Strategic Conclusions vs. Strategic Ideas: The Failure of “Marketing Science”

by Bruce Tait, for Brandweek  •  Published April 2002

Over the last 30 years the practice of marketing has become increasingly scientific. You can pay research companies to give you a quantitative (and therefore presumably “true”) measurement of virtually anything. Very few serious marketing companies would ever consider bringing a new product to market without some sort of stage-gate process that ensures every aspect of the “bundle” surpasses the pre-set hurdles. Even the language of marketing has changed to reflect the logical, disciplined process we have developed to arrive at brand strategy, i.e., we come to strategic conclusions rather than daring to have strategic ideas.

But has all this science made us better marketers? Unfortunately, there isn’t much evidence that it has. New product failure rates are still over 80% according to some studies. Even famously successful brands like Levi’s have suffered tremendous losses with sales dropping by some $2.5 billion between 1996 and 2000. How could such a catastrophic drop in sales occur in our scientific era? Why couldn’t anyone fix brands like Oldsmobile or Plymouth that have been around for decades?

Now I don’t think that we should throw out all of the discipline of good marketing thinking. However, I do believe that if you integrate more original thinking into a disciplined process, your chances of success dramatically improve. Strategic brand thinkers need a rallying cry to take back the creative high ground that marketing once owned in organizations.

Let’s step back and think about the fundamentals of what a brand is supposed to do. It needs to touch consumers with a relevant, compelling thought about a particular product or service. And it needs to differentiate that compelling thought from all other brand choices available.

What we see over and over again is that the great brands – the ones that provide superior financial return – do land in the top right hand quadrant of this chart. They are very compelling to their target and they have a sustainable, differentiating idea that protects them from the eroding margins of commoditization. Apple is a great example of such a brand. BusinessWeek reported in this summer’s ranking of brands that a whopping 80% of Apple’s total value as a company is attributed to the value of their brand. Great brands are clearly differentiated and in order to develop a truly differentiating brand idea, you need to be original. To come up with an original brand idea, you need to apply creativity. That’s why we argue that creativity in brand strategy is the lifeblood of branding.
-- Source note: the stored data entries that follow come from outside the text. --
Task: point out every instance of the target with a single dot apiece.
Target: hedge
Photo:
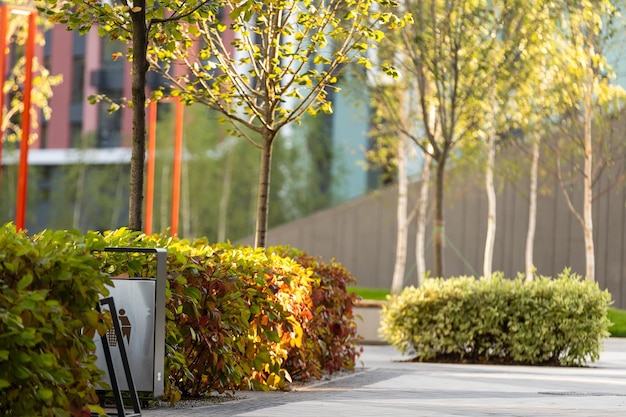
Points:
(243, 318)
(49, 286)
(560, 321)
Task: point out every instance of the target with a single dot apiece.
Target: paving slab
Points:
(385, 384)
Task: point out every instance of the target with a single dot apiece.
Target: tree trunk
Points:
(491, 203)
(139, 68)
(222, 217)
(263, 198)
(439, 232)
(80, 188)
(587, 183)
(532, 211)
(401, 215)
(420, 236)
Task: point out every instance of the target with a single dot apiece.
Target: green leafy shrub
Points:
(547, 321)
(49, 287)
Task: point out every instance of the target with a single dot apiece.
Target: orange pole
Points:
(178, 150)
(3, 63)
(22, 178)
(150, 168)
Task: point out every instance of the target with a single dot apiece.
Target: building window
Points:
(109, 127)
(78, 78)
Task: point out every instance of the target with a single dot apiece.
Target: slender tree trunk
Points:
(139, 69)
(402, 219)
(439, 232)
(80, 188)
(491, 202)
(532, 211)
(587, 183)
(119, 192)
(222, 218)
(420, 236)
(263, 199)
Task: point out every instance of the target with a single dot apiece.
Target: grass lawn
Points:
(617, 317)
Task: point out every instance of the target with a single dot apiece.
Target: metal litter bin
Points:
(140, 305)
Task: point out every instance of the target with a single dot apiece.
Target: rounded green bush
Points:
(560, 321)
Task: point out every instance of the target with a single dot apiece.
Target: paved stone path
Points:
(383, 386)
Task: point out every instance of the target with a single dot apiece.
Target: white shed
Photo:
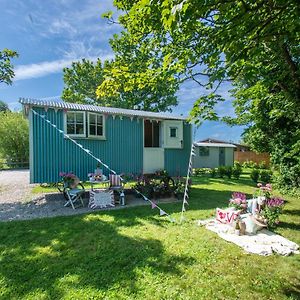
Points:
(213, 155)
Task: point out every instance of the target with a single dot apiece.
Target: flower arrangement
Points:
(68, 178)
(272, 210)
(263, 191)
(95, 176)
(238, 201)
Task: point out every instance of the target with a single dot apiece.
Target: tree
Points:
(83, 78)
(3, 106)
(81, 81)
(6, 67)
(14, 139)
(252, 44)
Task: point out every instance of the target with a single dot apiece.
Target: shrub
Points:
(14, 139)
(263, 165)
(255, 175)
(222, 171)
(228, 171)
(213, 172)
(237, 170)
(201, 171)
(265, 176)
(249, 164)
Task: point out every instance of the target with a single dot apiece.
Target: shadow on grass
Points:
(287, 225)
(294, 212)
(293, 292)
(76, 253)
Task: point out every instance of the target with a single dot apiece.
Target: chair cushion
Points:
(115, 180)
(74, 192)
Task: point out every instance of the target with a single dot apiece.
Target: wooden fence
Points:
(241, 157)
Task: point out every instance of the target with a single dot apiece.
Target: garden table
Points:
(93, 182)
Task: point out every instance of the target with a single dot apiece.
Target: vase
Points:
(261, 200)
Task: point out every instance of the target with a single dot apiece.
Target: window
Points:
(173, 131)
(96, 125)
(151, 134)
(204, 151)
(75, 123)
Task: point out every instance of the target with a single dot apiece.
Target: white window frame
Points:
(83, 135)
(176, 132)
(101, 137)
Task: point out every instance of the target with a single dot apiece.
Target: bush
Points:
(213, 172)
(201, 171)
(222, 171)
(228, 171)
(14, 137)
(237, 170)
(250, 164)
(255, 175)
(265, 176)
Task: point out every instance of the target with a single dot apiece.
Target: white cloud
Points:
(48, 67)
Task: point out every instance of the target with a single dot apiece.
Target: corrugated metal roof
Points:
(222, 145)
(109, 110)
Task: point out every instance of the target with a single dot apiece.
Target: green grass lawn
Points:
(135, 254)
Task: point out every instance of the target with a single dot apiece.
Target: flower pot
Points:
(252, 224)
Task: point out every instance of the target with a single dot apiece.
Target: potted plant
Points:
(272, 210)
(238, 201)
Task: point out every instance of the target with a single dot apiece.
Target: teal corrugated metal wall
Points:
(176, 160)
(122, 150)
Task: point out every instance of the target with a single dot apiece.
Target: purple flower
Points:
(275, 202)
(238, 195)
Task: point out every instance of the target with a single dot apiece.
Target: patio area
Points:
(17, 202)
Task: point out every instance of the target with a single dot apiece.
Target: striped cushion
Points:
(101, 199)
(115, 180)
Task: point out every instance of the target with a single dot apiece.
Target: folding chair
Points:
(74, 195)
(116, 184)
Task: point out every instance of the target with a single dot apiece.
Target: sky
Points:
(49, 35)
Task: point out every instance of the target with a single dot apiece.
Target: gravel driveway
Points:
(18, 203)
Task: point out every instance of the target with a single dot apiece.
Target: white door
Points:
(173, 134)
(154, 160)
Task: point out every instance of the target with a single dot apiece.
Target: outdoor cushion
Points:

Professor Robert Sutton of Stanford University wrote in the September issue of Harvard Business Review that, “Organizations use all sorts of methods, such as “gates’ in the product development process, to try to improve their odds of success. But there is little evidence that such practices actually reduce the proportion of flops.” While he’s referring to product development, the same problem applies to brand strategy development. Yet we keep using these processes, which are baked into many corporate cultures, believing that if we could just make it more scientific we’ll get it right more often.

The fact is, original ideas and quantitative testing don’t usually mix well. Studies done by psychologists like Robert Zajonc at Stanford show that on initial exposure, “rare and unfamiliar things provoke negative evaluations” – just because they are rare and unfamiliar. Conversely, the more you show someone something new, the more they like it. Now that’s hard to work into any kind of quantitative testing methodology so it’s an important fact of human psychology that is largely ignored as an inconvenience to our “scientific method”. As a result, most original strategic ideas never survive the tests.
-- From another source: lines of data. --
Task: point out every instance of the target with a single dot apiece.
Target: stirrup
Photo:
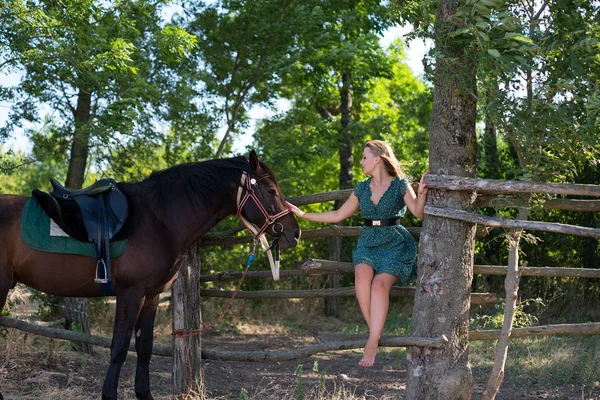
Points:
(101, 280)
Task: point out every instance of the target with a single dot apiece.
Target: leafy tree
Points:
(100, 67)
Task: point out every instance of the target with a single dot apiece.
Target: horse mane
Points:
(201, 183)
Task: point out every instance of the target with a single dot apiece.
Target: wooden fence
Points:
(491, 193)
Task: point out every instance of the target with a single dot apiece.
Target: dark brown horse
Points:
(173, 209)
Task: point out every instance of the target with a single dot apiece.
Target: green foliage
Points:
(121, 56)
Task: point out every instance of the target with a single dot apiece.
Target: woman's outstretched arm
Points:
(345, 211)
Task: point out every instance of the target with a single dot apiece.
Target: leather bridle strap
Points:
(250, 195)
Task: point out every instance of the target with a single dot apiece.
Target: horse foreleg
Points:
(6, 283)
(129, 303)
(144, 335)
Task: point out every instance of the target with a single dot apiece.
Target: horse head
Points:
(262, 207)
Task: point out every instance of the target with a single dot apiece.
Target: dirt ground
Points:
(38, 368)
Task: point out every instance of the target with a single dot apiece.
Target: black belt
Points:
(382, 222)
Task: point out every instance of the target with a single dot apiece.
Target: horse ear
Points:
(253, 159)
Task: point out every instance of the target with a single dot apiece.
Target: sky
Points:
(415, 52)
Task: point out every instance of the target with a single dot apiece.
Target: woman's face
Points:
(369, 161)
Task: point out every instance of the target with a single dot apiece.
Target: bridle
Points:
(246, 193)
(270, 220)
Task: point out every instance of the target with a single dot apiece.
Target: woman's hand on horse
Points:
(297, 212)
(423, 187)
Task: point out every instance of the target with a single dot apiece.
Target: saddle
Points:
(96, 214)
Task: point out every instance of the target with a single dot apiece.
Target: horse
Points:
(173, 208)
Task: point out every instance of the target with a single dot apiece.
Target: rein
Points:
(270, 220)
(258, 236)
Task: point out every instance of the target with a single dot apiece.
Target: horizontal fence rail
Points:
(511, 223)
(335, 345)
(451, 182)
(320, 267)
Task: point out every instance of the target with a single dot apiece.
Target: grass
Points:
(566, 364)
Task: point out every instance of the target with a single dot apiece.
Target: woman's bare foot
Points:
(368, 356)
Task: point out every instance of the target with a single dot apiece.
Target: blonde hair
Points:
(390, 162)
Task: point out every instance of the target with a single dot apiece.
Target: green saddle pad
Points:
(35, 228)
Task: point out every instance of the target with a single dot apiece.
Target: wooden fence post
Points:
(188, 376)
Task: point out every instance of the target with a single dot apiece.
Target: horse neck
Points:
(184, 222)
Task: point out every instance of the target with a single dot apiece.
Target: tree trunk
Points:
(490, 141)
(446, 249)
(76, 309)
(81, 139)
(187, 359)
(332, 306)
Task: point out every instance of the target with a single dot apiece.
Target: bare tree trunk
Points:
(512, 288)
(332, 306)
(446, 247)
(187, 359)
(76, 309)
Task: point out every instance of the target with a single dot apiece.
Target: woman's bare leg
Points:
(363, 278)
(380, 302)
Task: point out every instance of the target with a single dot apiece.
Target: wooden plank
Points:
(451, 182)
(510, 223)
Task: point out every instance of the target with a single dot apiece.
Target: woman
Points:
(386, 251)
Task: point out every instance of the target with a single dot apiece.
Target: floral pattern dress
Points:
(389, 249)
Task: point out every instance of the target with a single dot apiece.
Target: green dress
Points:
(390, 249)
As a result, marketers too often come to strategic conclusions after a process that kills off all original strategic ideas. We find ourselves in a predictable (although statistically defensible) place where we have to ask designers and agency creatives to differentiate an un-original strategy through execution. But if your fundamental brand premise – your strategic point of view – is not original, then an ad that reflects that theme is not likely to be original either.

Let’s face it, judgment needs to play a bigger role and test scores a smaller one if we hope to create more powerful, differentiating brand strategies. Managers need to come to grips with the fact that quantitative support may be impossible to find for big, original ideas. As Dean Stanley Teele of Harvard Business School was quoted as saying, “The art of management is the art of making meaningful generalizations out of inadequate facts.” If that seems frightening, think of the alternative… brands in category after category inexorably drifting towards sameness, leading to price differentiation and vastly diminished profitability. Now that’s frightening.
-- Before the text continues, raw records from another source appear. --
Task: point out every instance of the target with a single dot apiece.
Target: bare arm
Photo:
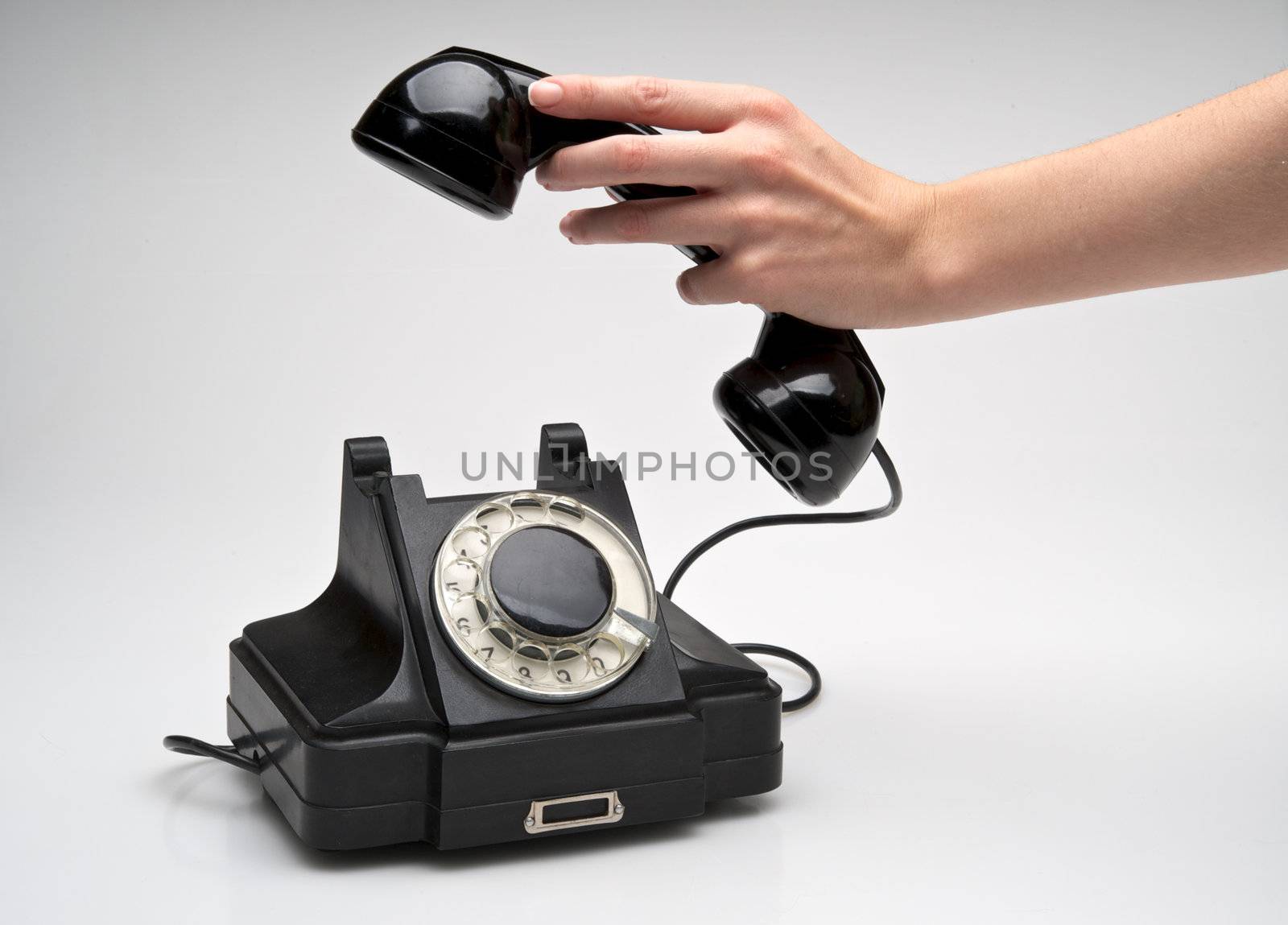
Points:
(808, 227)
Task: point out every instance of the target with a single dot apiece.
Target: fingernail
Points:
(545, 93)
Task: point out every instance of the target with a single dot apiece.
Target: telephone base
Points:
(370, 728)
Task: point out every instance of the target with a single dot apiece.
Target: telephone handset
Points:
(460, 124)
(493, 667)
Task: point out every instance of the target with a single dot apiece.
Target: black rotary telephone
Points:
(493, 667)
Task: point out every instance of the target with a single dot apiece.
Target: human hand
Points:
(802, 225)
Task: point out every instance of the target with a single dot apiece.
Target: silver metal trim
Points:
(631, 631)
(536, 818)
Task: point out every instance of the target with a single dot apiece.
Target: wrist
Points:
(948, 251)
So let’s not let it happen. America’s strength has always been in its ability to invent and create new ideas on all levels. It’s time that brand strategists stop being satisfied with strategic conclusions and start having strategic ideas. No more should ideas be the exclusive domain of copywriters, designers and R&D people. In truth, great brand strategy requires a great idea, not just a logical conclusion. Brand strategists need to get back in the game.